Lack of Consultation and Transparency: Both industry stakeholders and the DA have criticised the manner in which AIC 18.19 was withdrawn, saying it was done with no warning, no stakeholder consultation, and poor communication. The withdrawal came “without consultation” in late 2023, surprising many operators who suddenly found themselves in non-compliance. Stakeholders argue that SACAA should have engaged the community to develop a phased approach or alternative solutions (such as a tailored inspection programme or a risk-based extension process) instead of an overnight rule change. The Aviation Watch Action Committee and other groups decried the lack of a “clear path forward” when the AIC was pulled, leaving owners scrambling. This perceived heavy-handedness has fuelled resentment and calls for oversight on the regulator’s decision-making process.

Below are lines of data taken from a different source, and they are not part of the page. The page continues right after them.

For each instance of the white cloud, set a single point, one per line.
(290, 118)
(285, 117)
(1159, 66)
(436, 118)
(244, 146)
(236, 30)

Safety Record and Data: A core argument from opponents is that AIC 18.19 worked effectively for nearly two decades without compromising safety. They point out that over the 17 years that the 12-year overhaul rule was not enforced (thanks to AIC 18.19), South Africa did not experience any spike in engine-failure accidents attributable to “old” engines. In fact, the general aviation safety record during that period remained strong, suggesting that the combination of regular inspections, adherence to hourly maintenance, and sensible preventative care was sufficient to ensure safety. Industry experts have noted the lack of empirical data or accident statistics to justify the new overhaul mandate.  “No empirical evidence exists to indicate that safety is being compromised.” They also challenge SACAA’s claim of “high risk to safety” as unsubstantiated, citing independent studies and manufacturer Service Bulletins that do not show a significant increase in engine failure risk solely due to calendar age, provided proper maintenance and periodic internal inspections are done. In short, the aviation community is asking: Where is the proof that a well-maintained 13-year-old engine is unsafe? Many see the enforcement as overreach without science, potentially solving a problem that isn’t evidenced to exist in South Africa’s context.

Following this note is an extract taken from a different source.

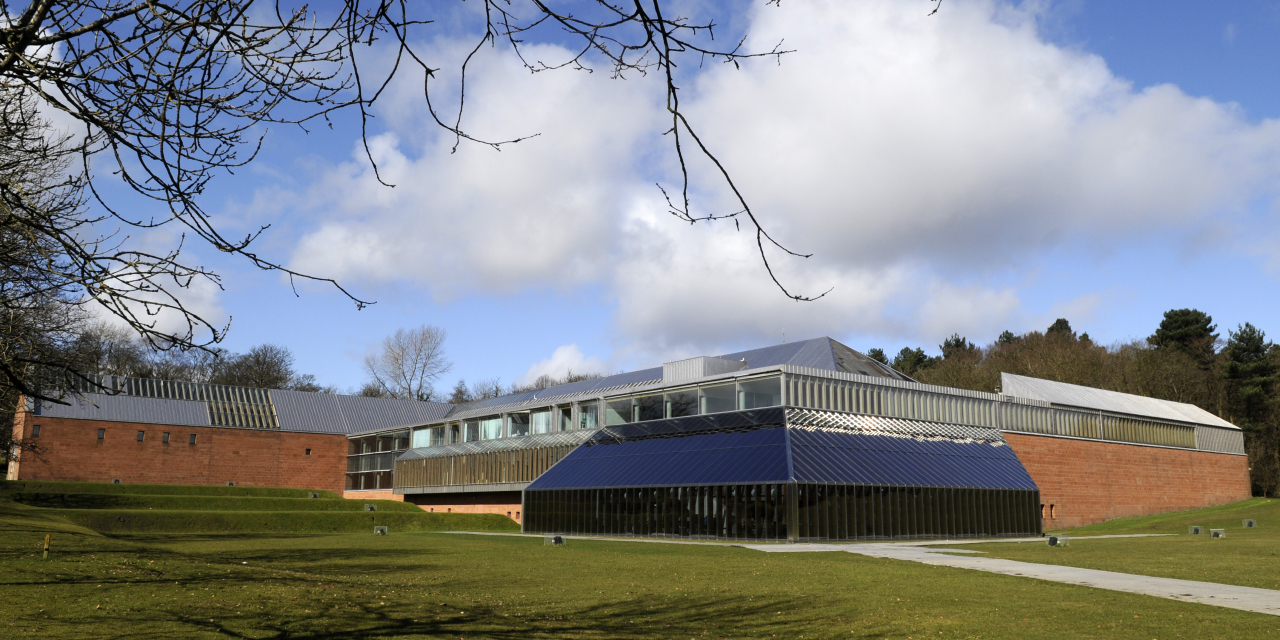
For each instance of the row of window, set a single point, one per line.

[Surprisingly what has not been mentioned is the widely help belief (which may be empirically proven) that recently overhauled engines are in fact more dangerous than 12-year old engines with a long record of serviceability.]

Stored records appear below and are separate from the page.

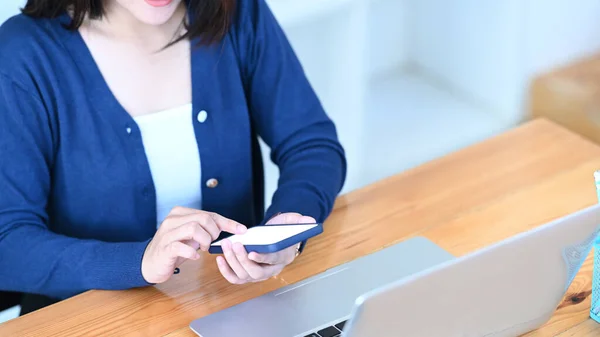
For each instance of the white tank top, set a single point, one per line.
(172, 152)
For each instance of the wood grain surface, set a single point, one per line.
(464, 201)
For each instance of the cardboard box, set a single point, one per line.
(570, 96)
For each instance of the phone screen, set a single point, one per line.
(267, 235)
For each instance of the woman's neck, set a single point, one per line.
(119, 23)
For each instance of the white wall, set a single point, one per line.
(558, 31)
(489, 51)
(388, 27)
(331, 43)
(9, 8)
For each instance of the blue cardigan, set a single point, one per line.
(77, 202)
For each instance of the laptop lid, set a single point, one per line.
(505, 289)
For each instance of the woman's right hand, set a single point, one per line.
(178, 238)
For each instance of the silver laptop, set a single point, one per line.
(415, 288)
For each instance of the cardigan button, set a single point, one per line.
(212, 183)
(202, 116)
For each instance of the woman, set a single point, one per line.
(128, 142)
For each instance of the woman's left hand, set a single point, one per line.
(239, 267)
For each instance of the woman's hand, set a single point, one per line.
(239, 267)
(178, 238)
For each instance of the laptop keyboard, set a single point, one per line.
(332, 331)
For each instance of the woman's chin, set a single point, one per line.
(155, 16)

Operational Contradictions: Some critics highlight inconsistencies in how the rule is applied. For example, under current regulations, an aircraft operated privately (non-commercially) might still be flown with an engine beyond 12 years (at the owner’s risk), whereas the same aircraft cannot be flown commercially (for hire) once it hits the 12-year mark. This creates a paradox where an aircraft is deemed “unsafe” for paying passengers but “safe enough” for an owner’s personal use or family, which opponents argue “constitutes a mockery of safety”. (It should be noted that as of 2025, even private Part 91 operators in general aviation are effectively pressured to comply with the overhaul rule for insurance and airworthiness; however, ultralight and recreational aviation under Part 94/96 has been exempt from the start.) Sections of the aviation community feel that SACAA’s decision was driven more by bureaucratic or commercial motives than by actual safety data.

Public and Political Outcry: The backlash has extended beyond just pilots and plane owners. News of the grounding of [a claimed] 1,400 aircraft made national headlines in mid-2025, portraying it as a “sudden policy shift” that threatens an entire industry. The story has been covered in mainstream media and aviation publications, often emphasising the potential loss of 300,000 jobs in the aviation value chain (a figure the CAA disputes). Politically, members of Parliament and provincial authorities have been lobbied to intervene. The opposition Democratic Alliance has been especially vocal – not only demanding AIC 18.19 be reinstated or replaced with an equivalent measure da.org.za, but also using this case to criticise SACAA and the Ministry of Transport for what they call heavy-handed and ill-informed regulation. In short, AIC 18.19’s removal has become a flashpoint in the country’s aviation community, rallying a normally fragmented sector into a unified front against the regulator’s policy.